日本のポピュラー・ミュージックと、米国のジャズやポップスをはじめとする洋楽。戦前から、その二つは様々な形で交錯し、映えある大衆音楽を生んできた。昨年から始まった、<EAST MEETS WEST>はそんな両翼の有意義な重なりの“現在”を鮮やかに照らし出すフェスティバルだ。米国と日本のトップ・ミュージシャンが重なり合うハウス・バンドの華を持つ演奏のもと、まさに様々な文化と歴史を抱えた逸材たちが思うまま個性をアピールする。それは、地域性や世代を超えて共振し合う同時代音楽の可能性を示唆し、さらには音楽をする喜びや誉れを伝える。

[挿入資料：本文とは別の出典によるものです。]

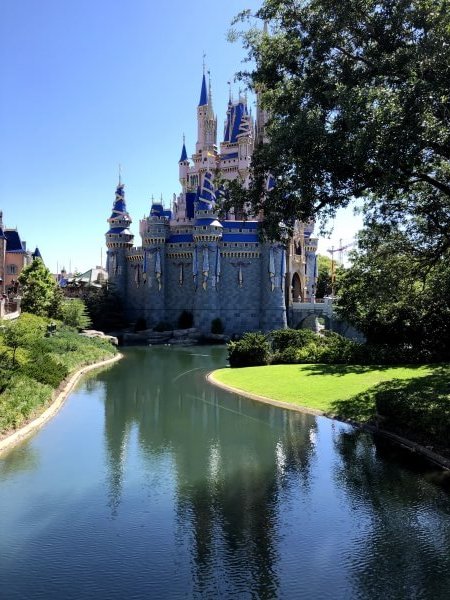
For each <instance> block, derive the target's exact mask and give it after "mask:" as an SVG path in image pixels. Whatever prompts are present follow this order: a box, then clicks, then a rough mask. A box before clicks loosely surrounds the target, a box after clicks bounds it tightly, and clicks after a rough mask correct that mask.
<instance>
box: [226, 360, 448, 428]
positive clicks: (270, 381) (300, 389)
mask: <svg viewBox="0 0 450 600" xmlns="http://www.w3.org/2000/svg"><path fill="white" fill-rule="evenodd" d="M435 372H436V373H438V372H439V367H435V366H426V367H425V366H414V367H403V366H394V367H380V366H373V365H371V366H360V365H323V364H320V365H311V364H308V365H268V366H261V367H258V368H257V369H255V368H250V369H219V370H218V371H214V379H217V380H218V381H220V382H222V383H225V384H227V385H230V386H232V387H236V388H239V389H242V390H243V391H244V392H250V393H253V394H258V395H261V396H267V397H269V398H273V399H274V400H279V401H281V402H290V403H292V404H295V405H297V406H304V407H308V408H311V409H315V410H321V411H324V412H326V413H332V414H335V415H342V412H343V411H344V407H343V406H340V407H339V410H337V408H338V405H337V403H338V401H340V400H342V402H343V403H344V404H345V405H346V406H350V407H351V406H352V403H353V402H354V401H355V398H357V397H358V396H359V395H360V394H362V393H368V392H369V391H370V398H366V399H365V400H364V403H363V405H364V406H366V408H363V406H362V405H361V404H360V402H358V403H357V404H358V406H355V407H352V408H350V409H348V412H347V416H346V418H349V419H351V418H352V416H353V417H355V416H356V415H358V416H360V415H361V413H358V411H367V412H370V415H369V414H367V417H368V419H372V418H375V400H374V397H373V395H372V391H373V390H375V389H376V386H377V385H378V384H380V383H382V382H386V381H391V380H393V379H397V380H400V379H401V380H405V381H406V380H410V381H419V380H420V378H421V377H426V376H428V375H431V374H432V373H435ZM351 411H353V412H351ZM355 420H359V419H356V418H355Z"/></svg>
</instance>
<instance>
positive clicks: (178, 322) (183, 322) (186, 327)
mask: <svg viewBox="0 0 450 600" xmlns="http://www.w3.org/2000/svg"><path fill="white" fill-rule="evenodd" d="M193 324H194V315H193V314H192V313H191V311H190V310H183V312H182V313H181V314H180V316H179V317H178V328H179V329H190V328H191V327H192V325H193Z"/></svg>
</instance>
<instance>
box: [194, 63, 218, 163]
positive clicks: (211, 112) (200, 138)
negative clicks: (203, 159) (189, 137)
mask: <svg viewBox="0 0 450 600" xmlns="http://www.w3.org/2000/svg"><path fill="white" fill-rule="evenodd" d="M216 143H217V119H216V117H215V115H214V110H213V105H212V93H211V80H210V81H209V93H208V92H207V91H206V78H205V73H203V78H202V87H201V91H200V101H199V104H198V107H197V144H196V147H195V149H196V154H204V155H205V156H207V155H208V152H209V153H210V154H213V153H214V151H215V150H216Z"/></svg>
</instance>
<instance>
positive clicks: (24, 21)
mask: <svg viewBox="0 0 450 600" xmlns="http://www.w3.org/2000/svg"><path fill="white" fill-rule="evenodd" d="M259 5H260V1H259V0H242V1H238V0H227V1H226V2H218V1H217V0H215V1H214V0H209V1H206V0H192V1H191V2H186V1H185V2H182V1H181V0H169V1H166V2H155V1H154V0H126V1H125V0H2V3H1V6H2V11H1V20H0V71H1V74H2V76H1V92H0V141H1V143H0V210H2V211H3V222H4V226H5V227H17V228H18V230H19V233H20V235H21V238H22V240H26V242H27V247H28V248H30V249H34V248H35V247H36V246H38V247H39V249H40V251H41V254H42V257H43V259H44V262H45V263H46V265H47V266H48V268H49V269H50V270H51V271H52V272H56V271H57V269H58V270H60V269H61V268H62V267H65V268H66V269H67V270H69V269H71V270H75V269H78V270H80V271H82V272H83V271H85V270H87V269H89V268H91V267H93V266H96V265H98V264H100V261H102V262H103V264H105V257H106V248H105V241H104V240H105V238H104V234H105V232H106V231H107V229H108V224H107V223H106V219H107V218H108V217H109V216H110V214H111V208H112V204H113V201H114V192H115V188H116V185H117V182H118V173H119V164H120V165H121V172H122V181H123V182H124V183H125V199H126V203H127V209H128V211H129V213H130V215H131V217H132V219H133V225H132V227H131V230H132V233H134V234H135V244H136V245H140V240H139V235H138V231H139V219H141V218H142V217H143V216H144V215H148V213H149V209H150V204H151V198H152V195H153V196H154V197H155V198H160V196H161V194H162V197H163V201H164V203H165V204H166V205H167V206H168V207H170V205H171V201H172V196H173V193H177V194H178V193H179V191H180V185H179V182H178V160H179V157H180V153H181V147H182V138H183V134H185V136H186V147H187V151H188V155H190V154H192V153H193V151H194V148H195V142H196V132H197V129H196V128H197V122H196V109H197V104H198V100H199V95H200V84H201V77H202V61H203V53H205V54H206V58H205V62H206V68H207V69H208V70H210V72H211V81H212V92H213V102H214V109H215V112H216V113H217V115H218V132H219V135H220V132H221V131H222V124H223V121H224V119H225V111H226V104H227V100H228V84H227V82H228V81H232V82H233V81H234V75H235V73H236V72H237V71H239V70H240V69H242V68H244V66H245V65H243V63H242V61H243V59H244V58H245V51H244V50H243V49H242V47H241V45H240V43H239V42H238V43H234V44H231V43H229V42H228V41H227V31H228V29H229V27H230V23H231V20H232V18H233V17H234V16H235V15H236V14H237V13H238V12H240V11H241V10H243V9H245V8H250V9H252V10H256V9H257V8H258V7H259ZM239 85H242V84H239V82H234V83H232V88H233V90H234V93H235V95H237V93H238V89H239ZM359 226H360V220H359V219H358V218H356V217H353V216H352V214H351V211H349V210H346V211H342V212H341V213H340V214H339V215H338V216H337V219H336V221H335V230H334V233H333V234H332V237H331V240H321V241H320V245H319V250H320V251H321V252H322V253H326V249H327V248H330V247H331V246H332V245H334V246H335V247H337V246H338V245H339V240H340V239H342V240H343V243H347V242H348V241H350V240H351V238H352V236H353V235H354V233H355V232H356V230H357V229H358V228H359Z"/></svg>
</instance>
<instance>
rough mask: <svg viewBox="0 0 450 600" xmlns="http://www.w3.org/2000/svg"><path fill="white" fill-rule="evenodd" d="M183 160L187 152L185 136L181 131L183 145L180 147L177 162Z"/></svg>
mask: <svg viewBox="0 0 450 600" xmlns="http://www.w3.org/2000/svg"><path fill="white" fill-rule="evenodd" d="M184 160H187V152H186V138H185V136H184V133H183V147H182V149H181V156H180V160H179V161H178V162H183V161H184Z"/></svg>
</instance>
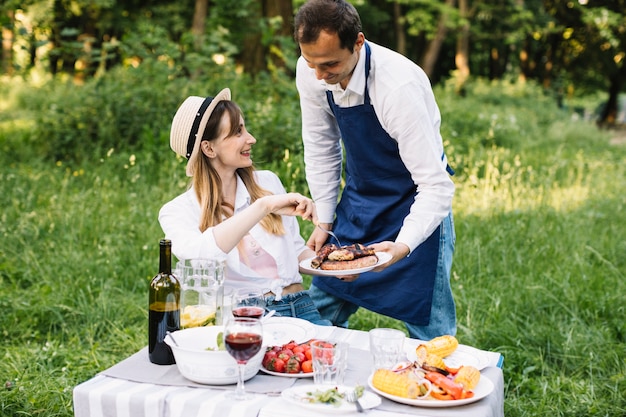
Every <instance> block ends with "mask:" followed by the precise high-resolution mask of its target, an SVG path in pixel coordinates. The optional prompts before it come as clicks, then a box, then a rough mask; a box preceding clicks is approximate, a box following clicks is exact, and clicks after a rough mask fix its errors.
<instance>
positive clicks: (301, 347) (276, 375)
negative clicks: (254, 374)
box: [261, 340, 313, 378]
mask: <svg viewBox="0 0 626 417" xmlns="http://www.w3.org/2000/svg"><path fill="white" fill-rule="evenodd" d="M261 370H262V371H263V372H265V373H266V374H269V375H274V376H281V377H287V378H312V377H313V362H312V361H311V346H310V341H308V342H304V343H297V342H295V341H293V340H292V341H290V342H288V343H285V344H283V345H276V346H268V347H267V348H266V349H265V355H264V356H263V361H262V362H261Z"/></svg>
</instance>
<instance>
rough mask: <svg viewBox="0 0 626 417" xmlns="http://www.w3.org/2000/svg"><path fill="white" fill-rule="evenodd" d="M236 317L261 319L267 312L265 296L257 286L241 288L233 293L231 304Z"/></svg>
mask: <svg viewBox="0 0 626 417" xmlns="http://www.w3.org/2000/svg"><path fill="white" fill-rule="evenodd" d="M231 308H232V314H233V316H234V317H253V318H255V319H260V318H261V317H263V315H264V314H265V296H264V295H263V291H261V290H259V289H256V288H240V289H238V290H236V291H235V292H234V294H233V301H232V304H231Z"/></svg>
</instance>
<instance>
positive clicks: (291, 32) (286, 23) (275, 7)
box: [261, 0, 293, 69]
mask: <svg viewBox="0 0 626 417" xmlns="http://www.w3.org/2000/svg"><path fill="white" fill-rule="evenodd" d="M261 7H262V13H263V17H264V18H266V19H271V18H275V17H277V16H280V18H281V26H280V28H279V29H278V31H277V32H276V35H278V36H281V37H288V38H291V37H292V36H293V2H292V0H263V5H262V6H261ZM264 52H265V54H269V58H270V60H271V65H272V67H273V68H282V69H285V68H286V67H287V63H286V62H285V59H284V58H283V56H282V54H281V53H280V51H278V50H277V51H276V52H278V53H276V52H272V48H269V50H268V48H267V45H266V46H265V50H264Z"/></svg>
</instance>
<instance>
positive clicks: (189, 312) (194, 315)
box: [180, 305, 215, 329]
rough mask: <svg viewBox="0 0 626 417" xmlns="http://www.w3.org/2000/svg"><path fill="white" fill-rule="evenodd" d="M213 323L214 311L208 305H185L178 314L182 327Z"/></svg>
mask: <svg viewBox="0 0 626 417" xmlns="http://www.w3.org/2000/svg"><path fill="white" fill-rule="evenodd" d="M213 324H215V311H214V310H213V309H211V308H210V307H209V306H204V305H194V306H186V307H185V308H184V309H183V312H182V314H181V315H180V326H181V327H182V328H183V329H185V328H188V327H200V326H208V325H213Z"/></svg>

2年目を迎える<EAST MEETS WEST 2020>は昨年の成功をふまえ、より興味深い陣容によるものとなる。まず、ハウス・バンドのドラマーにまとめ役のウィル・リー(ベース)の朋友であるスティーヴ・ガッドが参加するのは大きな要点。1970年代から多ジャンルに渡る名盤群の屋台骨を担ってきた、現音楽界きっての名ドラマーの真価が鮮やか提示されること請け合いだ。そして、彼らの演奏のもとフロントに立つシンガー達も確固たる個性を持つ人たちである。1960年代後半からマニアックな洋楽語彙と粋な日本情緒を重ねインターナショナルな名声もたっぷり得ている細野晴臣は、まさに<EAST MEETS WEST>の趣旨を体現するような存在だ。そして、ブラジルの天衣無縫なポップネスを世界に伝えるイヴァン・リンスや沖縄をルーツにアンドレ・ボッチェリとの共演曲も持つなど今を自由に泳ぐ夏川りみと、フィーチャーされるアーティストの幅はより広がった。また、全米1位曲「フランケンシュタイン」も持つエドガー・ウィンターはまさに米国ポップ・ロックの系譜を彩るレジェンダリーな担い手である。

1+1が2にも、3ににもなる音楽の魔法や、一期一会なライヴ・ミュージックの贅沢さも、<EAST MEETS WEST 2020>は端的に教えてくれるはずだ。オリンピック・イヤーの<EAST MEETS WEST>はより間口を広げて、かえがえのない音楽の自由を謳歌する。